A total of 1,500 volunteers make sure that the race runs smoothly. The river crossing station alone has 125 volunteers. There are twenty five aid stations with names such as Dusty Corners, Devils Thumb, and Rucky Chucky spread throughout the course. Runners must weigh-in at the ten medical checkpoints. If they have lost more than 5% of their starting weight, they must remain at the aid station and re-fuel and re-hydrate until their weight returns to within 5% of their starting weight.

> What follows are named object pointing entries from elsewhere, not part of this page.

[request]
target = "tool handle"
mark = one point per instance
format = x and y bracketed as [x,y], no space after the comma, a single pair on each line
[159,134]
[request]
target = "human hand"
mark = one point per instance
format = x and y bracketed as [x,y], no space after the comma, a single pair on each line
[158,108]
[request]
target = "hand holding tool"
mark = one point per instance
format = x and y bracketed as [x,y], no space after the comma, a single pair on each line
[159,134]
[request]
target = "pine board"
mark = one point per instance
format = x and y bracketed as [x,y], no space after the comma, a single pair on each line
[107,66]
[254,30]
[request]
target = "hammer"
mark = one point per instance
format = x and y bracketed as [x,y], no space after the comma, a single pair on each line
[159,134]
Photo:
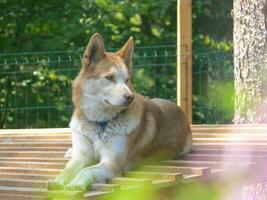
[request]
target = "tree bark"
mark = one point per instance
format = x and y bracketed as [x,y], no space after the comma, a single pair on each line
[250,39]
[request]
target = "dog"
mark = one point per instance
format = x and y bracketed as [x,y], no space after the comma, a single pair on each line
[113,127]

Runners are allowed a pacer who can accompany them (for safety reasons) from the Foresthill station (mile 62) until the finish. There are very specific rules about what a pacer may and may not do and violating the rules will lead to runner disqualification.
Since 1998, runners must fulfill a service requirement of eight hours. This service can be trail maintenance or any other volunteer service for a running event. Pacing, crewing, and coaching other runners does not count towards this service requirement.
The Western States awards are among the most prized in the ultra running community – a silver belt buckle for finishing in under 24 hours and a bronze buckle for finishing before the 30 hour cut-off.
The 2013 Western States 100 holds particular interest for me because three Pamakid Runners, a former SHC assistant coach, and a former Pamakid who helped start our current ultra running team will all be running Western States. The three Pamakids are Colin Alley, John Gieng, and Janeth Silva. Mary (Fagan) Churchill is the former SHC coach. And Eduardo Vazquez, who became a father for the first time earlier this month, is the former Pamakid (now Tamalpan).
Good luck to all the runners in this year’s Western States Endurance Run!